After performing all the data processing and handling steps, Smarten asks users to perform their respective algorithmic technique to proceed with. Let’s select the Hypothesis testing.
Ask Smarten to Perform Hypothesis testing
5.6 Smarten knows about our objective and automates performance of corresponding best fit hypothesis test
As described earlier, Independent samples T-test is used to analyze if there is statistically significant difference among 2 samples and this test can be used when we have one categorical independent variable with 2 different categories (e.g., car transmission type being the independent categorical variables having categories as Manual and Automatic) and one quantitative dependent variable (e.g., car price). Let’s select our variables accordingly and proceed by clicking NEXT!
Variable selection for Hypothesis testing
6. And here we go! Independent samples T-test performed using Smarten Assisted Predictive Modeling!
Independent samples T-test test performed and the corresponding visualization allows users to get an easy insight upon how the group means vary.
Independent samples T-test using Smarten
The above screen evidently explains that cars with automatic transmission type are costlier as compared to those with manual transmission type. Also, the P value being 0.0002 which is lesser than the default set significance threshold (i.e., 0.05) further validates the Alternate hypothesis (H₁).
7. Interpretation of Independent samples T-test
In order to understand the insights from the hypothesis performed, navigate to the Interpretation tab to understand the variability among the chosen variables in simple language.
Basic Interpretation of Independent samples T-test using Smarten
8. Model Summary to obtain technical details about Independent samples T-test
In order to obtain a technical understanding about the variation in variables and hypothesis acceptance, the Model Summary tab is provided.
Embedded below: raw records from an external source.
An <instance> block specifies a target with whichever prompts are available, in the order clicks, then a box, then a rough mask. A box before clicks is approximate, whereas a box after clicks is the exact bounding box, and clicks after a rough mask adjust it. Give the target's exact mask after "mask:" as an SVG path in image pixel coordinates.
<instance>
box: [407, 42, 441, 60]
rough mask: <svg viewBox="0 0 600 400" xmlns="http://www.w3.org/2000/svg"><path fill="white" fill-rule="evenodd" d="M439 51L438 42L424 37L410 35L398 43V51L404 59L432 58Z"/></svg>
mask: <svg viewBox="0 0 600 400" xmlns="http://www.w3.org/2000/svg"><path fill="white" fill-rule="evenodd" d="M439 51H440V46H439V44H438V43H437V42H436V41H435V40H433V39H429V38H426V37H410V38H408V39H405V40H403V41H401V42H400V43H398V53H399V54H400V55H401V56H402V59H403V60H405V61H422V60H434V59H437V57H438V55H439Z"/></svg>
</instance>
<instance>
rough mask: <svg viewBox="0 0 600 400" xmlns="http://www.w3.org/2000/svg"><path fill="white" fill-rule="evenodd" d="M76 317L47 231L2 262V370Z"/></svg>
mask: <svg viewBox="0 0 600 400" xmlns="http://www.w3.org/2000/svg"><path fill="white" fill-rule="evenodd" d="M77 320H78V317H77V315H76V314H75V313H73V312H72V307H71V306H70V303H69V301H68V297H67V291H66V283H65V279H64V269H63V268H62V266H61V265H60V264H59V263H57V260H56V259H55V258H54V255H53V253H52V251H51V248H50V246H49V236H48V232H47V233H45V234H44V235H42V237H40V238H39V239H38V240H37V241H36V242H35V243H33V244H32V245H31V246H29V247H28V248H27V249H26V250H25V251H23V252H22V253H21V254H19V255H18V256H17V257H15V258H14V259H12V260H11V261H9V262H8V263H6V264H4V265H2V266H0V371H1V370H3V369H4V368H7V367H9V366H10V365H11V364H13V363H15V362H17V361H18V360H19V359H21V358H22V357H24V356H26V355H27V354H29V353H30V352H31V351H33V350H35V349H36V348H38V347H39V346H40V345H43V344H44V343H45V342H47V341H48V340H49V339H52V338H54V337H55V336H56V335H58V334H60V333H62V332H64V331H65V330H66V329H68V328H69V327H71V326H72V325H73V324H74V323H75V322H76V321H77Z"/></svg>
Model Summary for Independent samples T-test using Smarten
9. Finally, yet importantly!
Just as the analysis of car valuation has been made with regards to car transmission type, one can also perform Independent samples T-test on other parameters by changing the model parameters as displayed below:
Change model parameter using Smarten
Upon choosing a different dimension column, say Seller Type and proceeding, Smarten will automatize the Independent samples T-test and provide us with easy to grasp results from the hypothesis test to obtain noteworthy insights.
Independent samples T-test using Smarten
As per the model overview screen, it becomes conclusive that there is no statistically significant difference among the car price based upon the Seller Type of the car, Dealer or an Individual seller have more or less the same selling car prices as per the provided data. Furthermore, the obtained P-value being 0.1003, which is greater than the default significance level of 0.05 for this test, justifiably validates the Null hypothesis (H₀) for Independent samples T-test. It becomes effortless to perform the Independent samples T-test with different parameters (i.e., by changing the model parameters) as well as use-cases (i.e., creating new SmartenInsight for a different use case) to understand the variability among target categorical variable based upon a numeric dependent variable utilizing Smarten Augmented Analytics!
Note: This article is based on Smarten Version 5.2. This may or may not be relevant to the Smarten version you may be using.